O local, de difícil acesso, ficava em meio a uma área florestal do Incra, onde morava com seus pais Maria Machado e Manoel Machado, com os quais aprendeu que o homem deve ser honesto,digno e trabalhador.Em 1966, seu pai morreu infectado com o vírus da malária. Após o falecimento do pai, sua mãe vendeu o pequeno sítio e se mudaram para Uberaba.

Dona Maria passou a sustentar a casa e os filhos, vivendo momentos de grande dificuldade financeira, numa cidade ainda desconhecida. Nessa época, Wilson começou a exteriorizar sua enorme criatividade. Com as facas de cozinha da mãe, ele aprendeu a esculpir em madeira e, com o passar do tempo, foi aprimorando sua técnica. Hoje, esculpe pessoas e animais como: cobras, peixes, elefantes, dentre outros. Cada detalhe é talhado cuidadosamente e, aos poucos, dão forma aos primeiros traços do objeto. “A arte de esculpir em madeira utiliza poucas espécies de árvores, que são selecionadas em função da textura, da beleza proporcionada pelos veios e pela tonalidade da matéria-prima. As madeiras utilizadas são o cedro, o mogno e o pinho, por serem fáceis de trabalhar e mais leves. O acabamento da obra é dado com tintas e vernizes”, explica o escultor.

A escolha da ferramenta a ser usada no entalhamento depende do material que será utilizado. No caso da madeira, os primeiros cortes de desbastes são feitos com instrumentos muito afiados. Depois desta fase, o escultor continua a obra, talhando e esculpindo. Posteriormente, passa a usar ferramentas menos cortantes, como a goiva e a lima. O trabalho de acabamento é feito com uma lima suave. Por fim, o artista recorre a uma lixa, pedra-pomes ou areia. Além das esculturas, Wilson Machado também confecciona brincos, colares, braceletes, cintos e bolsas. Ele utiliza sementes, casca de coco, penas, miçangas, dentre outros.

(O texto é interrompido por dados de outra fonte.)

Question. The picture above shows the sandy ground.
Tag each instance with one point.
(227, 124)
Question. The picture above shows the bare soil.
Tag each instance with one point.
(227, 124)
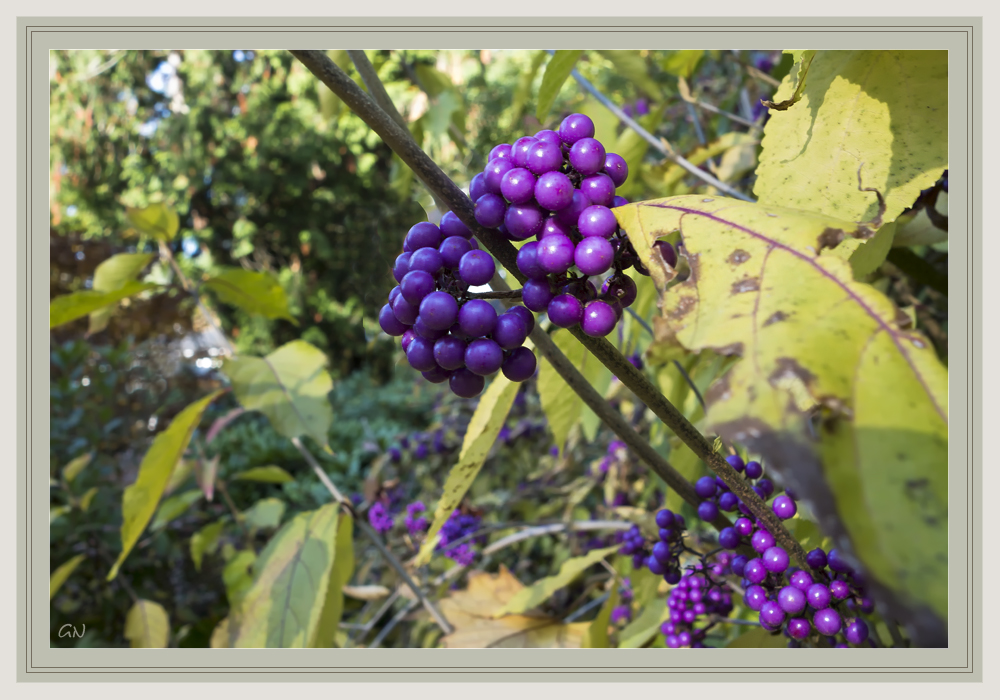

Ele conta que a utilização de materiais alternativos faz com que as peças tenham baixo custo de produção. Mas, o trabalho para produção é alto, devido aos pequenos detalhes que são o diferencial de seus artesanatos. Aos 20 anos, o escultor-artesão casou-se pela primeira vez, alugou um barraco e morou junto com sua esposa por nove anos. Wilson relembra: “Minha mulher era linda, 7 anos mais nova e fomos muito felizes enquanto durou. Reconheço que meu problema exige muita dedicação, mas no início do relacionamento deixei bem claro que o respeito vinha acima de tudo”. Mas, infelizmente, não foi assim. Sem palavras e com os olhos apertados ele prossegue, “Ela me traiu e presenciei toda a cena”.

Seu segundo casamento, durou 17 anos. “Infelizmente, minha mulher morreu. Mas ela foi a grande paixão da minha vida”, conta. Hoje, Wilson mora com a enteada e seus netos.

Andréia Cristina, vizinha, o admira muito. ”Ele é honesto e trabalhador. Sua luta para sobreviver é diária; noto em seu trabalho a dificuldade enfrentada na criação e na montagem de cada objeto. Ele tem um jeito próprio para isso e acha fácil todo o processo”.Piedade Cepreci, 66, é amiga de Wilson há muito tempo e diz que ele está sempre feliz, sorridente e de bem com a vida. Ele é um exemplo de pessoa.De fato ele se considera um homem feliz. “Tenho muitos amigos, todos gostam de mim. Eu amo minha vida, problemas todo mundo tem. Faço as coisas com garra e determinação. A vida tem que ser enfrentada com a cabeça erguida. Muita gente não tem um terço da coragem que eu tenho. Tudo que faço é por mim mesmo”.

Wilson é aposentado e recebe um salário mínimo e, para realizar um de seus sonhos, fez um empréstimo, porém a quantia não foi suficiente.

As paredes da nova casa começaram a ser erguidas, mas o alto preço dos materiais impediu a continuidade da obra. No entanto, ele está confiante que em breve realizará seu sonho. Mas, para isso, precisa do auxílio das pessoas e não nega que quando as coisas estão muito difíceis ele pede ajuda e não se envergonha disso. Às vezes, a necessidade o impulsiona a criar utensílios de uso pessoal como suas cadeiras de rodas, confeccionadas com sucatas, peças de bicicletas, carrinho de mão, de geladeira. Sua última idéia é adaptar um mecanismo de um portão elétrico em sua cama, com objetivo de levá-lo ao banheiro. Seu segundo sonho é uma companheira, para desfrutarem de um futuro juntos.